After spending about 10 minutes on the deck we headed back to the trail and continued on our trek. I noticed on this part of the trail, and somewhat on the trail that goes around the west side of the bog, that there were numerous springs. Since it was winter I am sure the flow from the springs was somewhat low. I would like to come back here in the spring when the water is flowing freely. But then again, when you think about it, I suppose that is what you need to form a bog: an endless supply of large quantities of water.

The stone monument declaring Bear Meadows as a natural area.
The stone monument declaring Bear Meadows as a natural area.

The stone monument declaring Bear Meadows as a natural area.
Here I stand on the observation deck with the bog of Bear Meadows in the background.
The observation deck at Bear Meadows. The panoramic picture above was taken from this platform.
Shari emerges from the trail as it intersects and follows North Meadows Road.
Just off of North Meadows Road, this is the start of the Jean Aron path.
The Jean Aron Path that parallels Bear Meadows Road as it returns to the trailhead.

This unblazed part of the trail continued for about three quarters of a mile where we met up with the Gettis Trail. This trail is blue blazed and branched up the ridge to our left. We followed the part of the Gettis Trail that borders the bog. After less than a half mile the blue blazed trail headed back up the ridge again. At this intersection there is a large clearing, with what looked like a foundation for an old cabin, and where there is now a camp fire ring. As I mentioned earlier, with the fresh snow it was easy to see where the Bear Meadows trail left the clearing, but if you hike this in the spring or fall, you will need to look closely for the trail.

The trail at this point looked to be an old forest road, perhaps one that provided access to the cabin, but was now quite overgrown with rhododendrons.
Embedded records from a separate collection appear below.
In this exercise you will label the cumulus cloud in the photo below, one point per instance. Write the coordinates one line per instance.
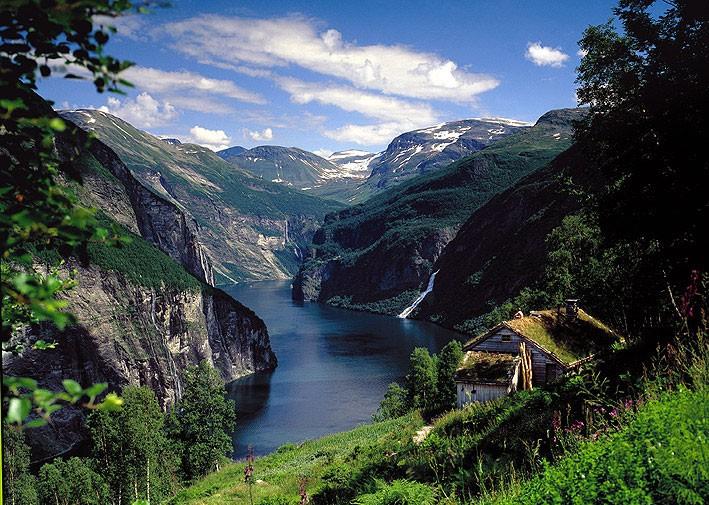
(368, 135)
(545, 56)
(161, 81)
(129, 26)
(353, 100)
(143, 111)
(323, 153)
(215, 140)
(265, 134)
(280, 42)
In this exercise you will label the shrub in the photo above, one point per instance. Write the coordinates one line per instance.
(399, 492)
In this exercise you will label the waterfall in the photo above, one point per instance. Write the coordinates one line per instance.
(408, 310)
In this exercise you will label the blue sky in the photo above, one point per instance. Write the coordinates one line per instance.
(327, 76)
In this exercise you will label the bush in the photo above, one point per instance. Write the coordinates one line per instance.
(662, 457)
(399, 492)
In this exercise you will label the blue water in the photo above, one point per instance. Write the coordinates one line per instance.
(333, 367)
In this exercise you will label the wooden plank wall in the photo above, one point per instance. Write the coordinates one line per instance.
(495, 343)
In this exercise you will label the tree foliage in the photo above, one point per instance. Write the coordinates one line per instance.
(36, 211)
(449, 359)
(132, 449)
(646, 89)
(202, 421)
(72, 482)
(18, 484)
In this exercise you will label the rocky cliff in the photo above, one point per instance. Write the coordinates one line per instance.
(250, 228)
(144, 311)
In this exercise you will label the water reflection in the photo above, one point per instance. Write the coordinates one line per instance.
(334, 366)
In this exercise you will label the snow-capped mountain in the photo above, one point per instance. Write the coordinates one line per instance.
(296, 168)
(427, 149)
(354, 163)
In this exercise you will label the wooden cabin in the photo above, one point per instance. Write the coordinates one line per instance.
(529, 351)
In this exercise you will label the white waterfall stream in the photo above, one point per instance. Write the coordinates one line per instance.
(408, 310)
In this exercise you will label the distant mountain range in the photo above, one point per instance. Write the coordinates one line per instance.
(252, 229)
(378, 255)
(352, 176)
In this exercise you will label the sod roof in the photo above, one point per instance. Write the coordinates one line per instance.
(486, 367)
(569, 340)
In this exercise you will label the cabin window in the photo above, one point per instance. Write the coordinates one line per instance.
(550, 372)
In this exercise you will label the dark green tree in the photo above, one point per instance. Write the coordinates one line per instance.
(649, 118)
(421, 380)
(132, 449)
(203, 421)
(36, 211)
(18, 484)
(449, 359)
(72, 482)
(394, 404)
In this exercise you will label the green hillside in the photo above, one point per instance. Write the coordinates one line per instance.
(377, 250)
(243, 217)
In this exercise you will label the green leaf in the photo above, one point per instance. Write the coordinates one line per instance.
(72, 387)
(36, 423)
(111, 403)
(18, 410)
(96, 389)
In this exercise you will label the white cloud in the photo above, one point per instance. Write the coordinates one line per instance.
(160, 81)
(266, 134)
(368, 135)
(353, 100)
(268, 43)
(143, 111)
(544, 55)
(215, 140)
(129, 26)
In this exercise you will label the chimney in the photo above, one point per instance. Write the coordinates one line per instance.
(572, 308)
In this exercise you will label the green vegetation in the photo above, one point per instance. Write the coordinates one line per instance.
(137, 453)
(139, 261)
(36, 211)
(398, 230)
(327, 463)
(429, 384)
(202, 421)
(661, 457)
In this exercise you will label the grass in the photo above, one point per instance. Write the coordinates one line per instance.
(661, 457)
(568, 340)
(315, 459)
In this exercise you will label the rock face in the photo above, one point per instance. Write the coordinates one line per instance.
(132, 332)
(249, 227)
(502, 247)
(380, 254)
(420, 151)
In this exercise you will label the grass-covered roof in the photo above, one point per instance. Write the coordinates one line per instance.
(569, 339)
(486, 367)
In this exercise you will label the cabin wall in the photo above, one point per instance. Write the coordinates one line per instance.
(497, 343)
(468, 393)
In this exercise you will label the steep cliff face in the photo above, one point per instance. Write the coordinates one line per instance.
(380, 254)
(502, 247)
(145, 311)
(250, 228)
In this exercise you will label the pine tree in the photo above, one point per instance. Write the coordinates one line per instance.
(203, 421)
(449, 359)
(421, 381)
(132, 449)
(18, 484)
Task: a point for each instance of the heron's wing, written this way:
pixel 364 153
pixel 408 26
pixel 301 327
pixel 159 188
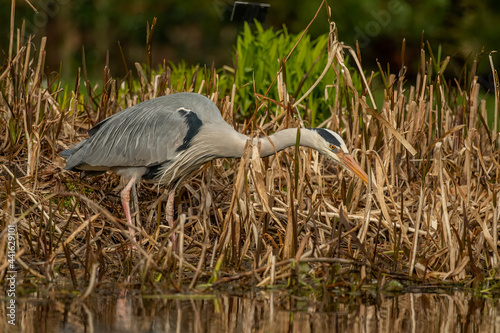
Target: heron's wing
pixel 147 134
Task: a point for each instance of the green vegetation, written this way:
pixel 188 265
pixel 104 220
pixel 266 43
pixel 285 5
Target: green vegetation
pixel 432 218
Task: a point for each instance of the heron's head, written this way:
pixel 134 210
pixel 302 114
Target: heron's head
pixel 332 145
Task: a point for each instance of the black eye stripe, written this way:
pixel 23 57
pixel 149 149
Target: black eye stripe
pixel 328 137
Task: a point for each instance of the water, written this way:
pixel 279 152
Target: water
pixel 255 312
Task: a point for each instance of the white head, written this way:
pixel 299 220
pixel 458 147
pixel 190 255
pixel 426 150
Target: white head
pixel 331 144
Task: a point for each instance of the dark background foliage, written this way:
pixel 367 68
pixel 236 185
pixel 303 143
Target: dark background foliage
pixel 198 31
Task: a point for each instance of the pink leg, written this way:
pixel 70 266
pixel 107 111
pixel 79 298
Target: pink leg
pixel 169 211
pixel 125 194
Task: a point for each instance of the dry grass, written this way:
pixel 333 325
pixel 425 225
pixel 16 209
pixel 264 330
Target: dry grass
pixel 292 219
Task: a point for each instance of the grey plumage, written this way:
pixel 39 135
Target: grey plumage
pixel 148 138
pixel 167 138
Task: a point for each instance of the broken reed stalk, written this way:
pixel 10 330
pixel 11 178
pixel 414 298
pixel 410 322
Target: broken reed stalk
pixel 236 216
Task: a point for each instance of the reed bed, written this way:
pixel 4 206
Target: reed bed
pixel 292 220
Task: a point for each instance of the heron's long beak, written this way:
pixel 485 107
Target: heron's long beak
pixel 349 163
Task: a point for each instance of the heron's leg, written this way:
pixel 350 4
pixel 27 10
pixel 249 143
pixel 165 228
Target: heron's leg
pixel 125 194
pixel 169 212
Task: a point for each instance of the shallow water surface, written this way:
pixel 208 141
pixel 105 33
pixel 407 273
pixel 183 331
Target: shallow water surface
pixel 256 312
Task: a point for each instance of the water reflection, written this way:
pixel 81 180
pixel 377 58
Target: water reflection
pixel 260 312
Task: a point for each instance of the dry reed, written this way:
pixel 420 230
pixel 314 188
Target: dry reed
pixel 292 219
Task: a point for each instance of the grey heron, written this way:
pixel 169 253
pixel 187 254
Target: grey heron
pixel 165 139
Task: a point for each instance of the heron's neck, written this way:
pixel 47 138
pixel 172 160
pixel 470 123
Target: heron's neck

Again this section of the trail is unblazed, but if you look closely you will see some orange blazes on occasion. My guess is that this was once a section of the Mid State Trail.

At about two and three quarter miles the trail emerges onto the North Meadows Road. At this point we headed right descending back toward Bear Meadows Road. After a quarter mile on North Meadows Road we saw the Jean Aron Path on our right and followed it back to the trail head.

The Jean Aron Path parallels Bear Meadows Road which could be seen from time to time. The path takes you along a stand of hemlocks and through a rather thick patch of rhododendrons. I can imagine that this trail offers a peaceful and relaxing stroll during the spring and summer when there are leaves on the trees and the woods are more lively.

The trek around Bear Meadows natural area took us a little over 2 hours and was about 3 and a half miles in length. We had hoped to catch a glimpse of some wild life, perhaps a deer or maybe even a bear (not sure if they would be hibernating or not). Unfortunately we didn't see a thing, only a few deer tracks crossing the trail. The woods seemed to be bereft of any life with the only sounds heard was the wind blowing through the trees. It was peaceful but not what I am accustomed to when hiking through the woods during the rest of the year. I definitely want to make a trip back in the spring or summer, when the blueberry bushes are full of fruit. Maybe then we'll catch a glimpse of a bear in Bear Meadows.